Move aside surfers and paddleboarders; paipo (pronounced ‘pie-po’) is the next water-sport craze. Paipo Stokefest, an event that showcased the design and use of the ancient Hawaiian surfboard, the paipo, drew dozens of attendees to La Jolla Sunday morning. The event gave experienced and newbie paipo riders the chance to try out different paipo boards and experience a new kind of fun in the sun.
A paipo is a flat, wooden belly board that has its roots in Hawaii in the 1700s. While these finless boards may look just like bodyboards, their minimal-float material and unique shapes allow for a completely different ride. Riders can gain invigorating speed and even get inside the barrel of the wave. The Paipo Society, founded by local paipo enthusiast Glenn Sakamoto, is an organization that seeks to spread the word about Paipo and encourage surfers and other water-borne athletes to add paipo to their repertoire. Anyone is welcome to join the group, including beginners and lifetime paipo riders.

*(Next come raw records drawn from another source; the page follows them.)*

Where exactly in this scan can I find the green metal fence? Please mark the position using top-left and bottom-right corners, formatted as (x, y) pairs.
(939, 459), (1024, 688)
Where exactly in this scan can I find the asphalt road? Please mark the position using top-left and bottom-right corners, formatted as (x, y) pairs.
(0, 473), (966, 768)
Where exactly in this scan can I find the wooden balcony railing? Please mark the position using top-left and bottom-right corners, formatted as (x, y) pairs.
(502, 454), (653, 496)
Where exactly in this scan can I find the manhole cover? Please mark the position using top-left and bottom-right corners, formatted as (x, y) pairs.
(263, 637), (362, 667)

“The paipo for me is the pure essence of wave riding,” Sakamoto said. “When I first tried paipo, I was blown away by how a simple flat piece of wood could bring so much stoke, make a small day fun, and get you inside an overhead barrel.”
At Sunday’s event, which took place from 7 a.m. to noon, Paipo Society members brought their boards, as well as handplanes and alaias (a longer version of the paipo) to share with other attendees. Participants were encouraged to try out paipos of different sizes and shapes to get a feel for the multitude of ways the watercraft can be used.
“Events like the Paipo Stokefest are exciting because you get to see a really fun energy in the water,” surfboard shaper and Paipo Society member, Jon Wegener said. “People are discovering how fun it is to ride these boards in a group.”
The tides were on the Paipo Society’s side, as large, consistent surf made the event fun for attendees of all ages. And there was fun to be had for those who didn’t get in the water, too. Observers admired the skill of paipo riders, as well as the beauty of the boards themselves. Hand-crafted by board shapers, many of the boards featured unique shapes and designs. Over the years, the Paipo Society has aligned itself with local board companies, like Wegener Surfboards, to spread the word about paipo. And so far, it seems to be working.
“I was very happy with the turnout of the event, it exceeded our expectations,” Sakamoto said. “San Diego County is the perfect place to have our first gathering. It has always been a place of surf craft open-mindedness.”